# Thermoelement Typ K - Fehler durch Induktion - Wie Erden/Schirmen



## gorx (1 Dezember 2015)

Wir betreiben einen elektrisch Beheizten Ofen (Thyristor Steuerung, 1050C°).
Allerdings wird bei 1050C° sporadisch Übertemperatur gemeldet. Es sind 4 Messstellen und alle spielen Verrückt. Die "Störung" steht meist nur für ~1 Sekunde an, danach ist die Messung wieder Normal.

Ich vermute, dass eine Spannung in die Themoelemente induziert wird. Die Ausgleichsleitung ist einseitg geerdet.
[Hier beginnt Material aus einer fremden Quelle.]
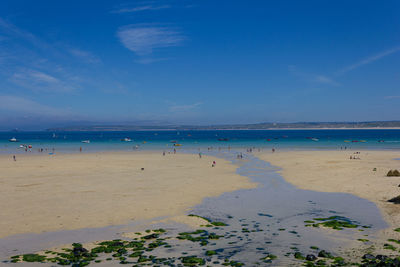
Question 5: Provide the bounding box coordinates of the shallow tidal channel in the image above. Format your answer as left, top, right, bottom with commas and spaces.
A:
0, 151, 387, 266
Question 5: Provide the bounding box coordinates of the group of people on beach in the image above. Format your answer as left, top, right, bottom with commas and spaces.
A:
350, 151, 361, 159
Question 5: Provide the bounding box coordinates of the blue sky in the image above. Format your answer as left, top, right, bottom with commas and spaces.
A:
0, 0, 400, 129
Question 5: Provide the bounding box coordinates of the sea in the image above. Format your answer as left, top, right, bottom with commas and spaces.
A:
0, 129, 400, 266
0, 129, 400, 154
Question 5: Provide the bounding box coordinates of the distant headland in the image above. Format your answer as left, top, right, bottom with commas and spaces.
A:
47, 121, 400, 131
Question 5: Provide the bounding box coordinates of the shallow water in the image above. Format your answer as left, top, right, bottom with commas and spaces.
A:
0, 129, 400, 154
0, 151, 387, 266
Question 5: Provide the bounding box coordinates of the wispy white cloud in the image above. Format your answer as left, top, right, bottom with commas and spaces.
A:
289, 65, 340, 86
0, 95, 71, 116
336, 46, 400, 75
117, 25, 185, 56
0, 17, 101, 93
169, 102, 203, 112
384, 95, 400, 99
10, 69, 75, 92
111, 4, 171, 13
68, 48, 101, 63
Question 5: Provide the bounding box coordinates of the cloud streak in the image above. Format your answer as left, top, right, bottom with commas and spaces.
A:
385, 95, 400, 99
0, 95, 71, 117
112, 5, 171, 13
169, 102, 203, 112
336, 46, 400, 75
289, 66, 340, 86
10, 69, 74, 92
117, 25, 185, 56
68, 48, 101, 64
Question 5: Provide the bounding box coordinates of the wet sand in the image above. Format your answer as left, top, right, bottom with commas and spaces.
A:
0, 152, 257, 240
258, 150, 400, 256
258, 150, 400, 227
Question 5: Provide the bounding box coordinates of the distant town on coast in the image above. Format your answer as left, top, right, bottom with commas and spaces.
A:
47, 121, 400, 131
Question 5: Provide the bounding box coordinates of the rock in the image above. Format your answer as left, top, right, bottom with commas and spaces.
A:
388, 196, 400, 204
362, 254, 375, 260
318, 250, 332, 258
294, 252, 304, 260
306, 254, 317, 261
386, 170, 400, 177
375, 255, 388, 261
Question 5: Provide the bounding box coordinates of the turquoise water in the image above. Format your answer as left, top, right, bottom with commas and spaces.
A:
0, 129, 400, 153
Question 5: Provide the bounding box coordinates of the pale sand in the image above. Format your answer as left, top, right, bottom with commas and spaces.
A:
0, 152, 257, 237
257, 150, 400, 256
258, 150, 400, 227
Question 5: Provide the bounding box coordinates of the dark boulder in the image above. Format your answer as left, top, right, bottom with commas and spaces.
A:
318, 250, 332, 258
306, 254, 317, 261
362, 254, 375, 260
388, 196, 400, 204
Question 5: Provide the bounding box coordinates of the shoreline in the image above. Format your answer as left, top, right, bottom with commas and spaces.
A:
0, 151, 257, 240
256, 150, 400, 247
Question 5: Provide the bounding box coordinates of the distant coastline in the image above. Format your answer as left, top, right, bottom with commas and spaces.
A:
46, 121, 400, 132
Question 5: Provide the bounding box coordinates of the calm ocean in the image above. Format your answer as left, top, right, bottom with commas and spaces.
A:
0, 129, 400, 153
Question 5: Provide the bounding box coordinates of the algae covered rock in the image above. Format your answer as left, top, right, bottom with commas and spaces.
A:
388, 196, 400, 204
386, 170, 400, 177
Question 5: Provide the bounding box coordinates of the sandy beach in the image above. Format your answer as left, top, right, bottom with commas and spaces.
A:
0, 152, 257, 240
258, 150, 400, 250
258, 150, 400, 227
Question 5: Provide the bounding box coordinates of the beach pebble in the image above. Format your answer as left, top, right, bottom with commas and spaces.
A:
318, 250, 331, 258
306, 254, 317, 261
363, 254, 375, 260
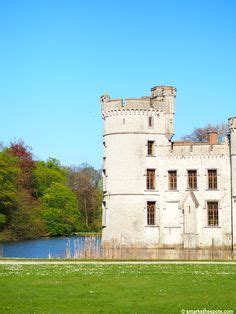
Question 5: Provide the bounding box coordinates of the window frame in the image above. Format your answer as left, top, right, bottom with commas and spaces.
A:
146, 201, 156, 226
206, 201, 219, 227
147, 140, 155, 157
187, 169, 198, 190
168, 170, 178, 191
207, 168, 218, 190
148, 116, 154, 128
146, 168, 156, 191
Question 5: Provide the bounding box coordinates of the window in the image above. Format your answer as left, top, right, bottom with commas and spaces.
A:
148, 117, 153, 128
168, 170, 177, 191
147, 202, 156, 225
147, 169, 155, 190
188, 170, 197, 190
207, 202, 219, 226
208, 169, 217, 190
148, 141, 154, 156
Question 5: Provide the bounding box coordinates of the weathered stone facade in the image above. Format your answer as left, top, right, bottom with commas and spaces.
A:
101, 86, 236, 258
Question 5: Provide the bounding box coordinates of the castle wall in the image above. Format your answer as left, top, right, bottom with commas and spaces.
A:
102, 87, 236, 255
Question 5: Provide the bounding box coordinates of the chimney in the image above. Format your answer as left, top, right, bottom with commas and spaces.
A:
208, 130, 218, 145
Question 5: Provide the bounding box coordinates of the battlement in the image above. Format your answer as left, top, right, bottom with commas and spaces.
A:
101, 86, 176, 113
228, 117, 236, 130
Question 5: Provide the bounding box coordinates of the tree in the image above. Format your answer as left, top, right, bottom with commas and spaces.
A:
68, 164, 102, 232
182, 123, 228, 142
0, 150, 19, 230
33, 158, 67, 197
9, 140, 36, 196
5, 190, 46, 240
42, 182, 80, 236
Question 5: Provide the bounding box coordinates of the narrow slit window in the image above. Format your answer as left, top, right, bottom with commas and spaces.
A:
147, 202, 156, 226
168, 170, 177, 191
188, 170, 197, 190
147, 141, 154, 156
148, 117, 153, 128
207, 202, 219, 226
208, 169, 217, 190
147, 169, 155, 190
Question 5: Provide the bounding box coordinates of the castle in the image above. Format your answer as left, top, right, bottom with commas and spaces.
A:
101, 86, 236, 257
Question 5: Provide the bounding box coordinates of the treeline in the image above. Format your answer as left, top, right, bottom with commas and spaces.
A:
0, 141, 102, 240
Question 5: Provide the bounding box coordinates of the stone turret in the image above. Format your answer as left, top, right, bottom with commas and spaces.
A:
229, 117, 236, 255
101, 86, 176, 140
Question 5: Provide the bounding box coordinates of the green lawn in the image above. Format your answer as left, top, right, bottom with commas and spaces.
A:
0, 264, 236, 313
Was könnte man noch machen?


----------



## Crack123 (1 Dezember 2015)

Hallo !

Mein Tipp besorgt euch Messumformer die direkt in den Fühlerkopf eingebaut werden können und fahrt mit 20mA Signal in eure Auswertung, 
hatten sowas auch an einem Induktions Schmelzofen mit 2 MW mit Temperaturschwankungen im Bereich von 15°C +-.


lg


----------



## SchneiderCC (1 Dezember 2015)

Bei Siemens gabs mal einen FAQ 
[h=1]"Wie können Sie bei der Verwendung von Infrarot-Keramikstrahlern und hohen Temperaturen Messwertschwankungen vermeiden?"
[/h]https://support.industry.siemens.com/cs/document/17444941/wie-k%C3%B6nnen-sie-bei-der-verwendung-von-infrarot-keramikstrahlern-und-hohen-temperaturen-messwertschwankungen-vermeiden?dti=0&lc=de-DE

Vielleicht betrifft dich das ja, als ich das Problem mal haate half ein tausch der Baugruppe gegen eine Protentialfreie.


----------



## WVS (6 Januar 2016)

gorx schrieb:


> Wir betreiben einen elektrisch Beheizten Ofen (Thyristor Steuerung, 1050C°).
> Allerdings wird bei 1050C° sporadisch Übertemperatur gemeldet. Es sind 4 Messstellen und alle spielen Verrückt. Die "Störung" steht meist nur für ~1 Sekunde an, danach ist die Messung wieder Normal.
> 
> Ich vermute, dass eine Spannung in die Themoelemente induziert wird. Die Ausgleichsleitung ist einseitg geerdet.
> ...



1. Schirm beidseitig auflegen, mind. 10qmm Erdung als Ausgleichsleitung. Verlegung in geerdetem Metallrohr ist auch sehr hilfreich.

2. Abstand halten zu Leitungen, die Störungen einstreuen könnten (Leistungskabel, aber auch Kabel von Magnetventilen u.ä.). MIN. 20 cm, besser mehr.

3. Wenn möglich, das Signal filtern, z.B. Tiefpass in der Auswertesoftware.


----------



## borromeus (6 Januar 2016)

siehe folgendes Post... (da gabs ein Problem beim editieren)


----------



## borromeus (6 Januar 2016)

kurzfristig den Alarm 5s verzögern und dann forschen.
Meist schaltet sich da irgendwo ein Motor ein, meistens ist es ein FU.
Hatte das schon öfters, da ist meist bei einem FU der Schirm von einem Kabel nicht vorhanden, oder nicht, oder falsch aufgelegt.
Das blöde daran ist, das Ding kann auch 100m weit entfernt sein.

Wenn Geld keine Rolle spielt würde ich #2 anstreben. Diese mV Signale sind eben ein Jammer.


----------



## WVS (6 Januar 2016)

Hallo borromeus, wenn du mit "#2" mein "2." meinst, das war nicht als Auswahl gedacht! Alle 3 Punkte sollten durchgeführt werden.


----------



## borromeus (6 Januar 2016)

WVS schrieb:


> Hallo borromeus, wenn du mit "#2" mein "2." meinst, das war nicht als Auswahl gedacht! Alle 3 Punkte sollten durchgeführt werden.



Nein ich meinte den Beitrag #2

http://www.sps-forum.de/elektronik/...-induktion-wie-erden-schirmen.html#post603943


----------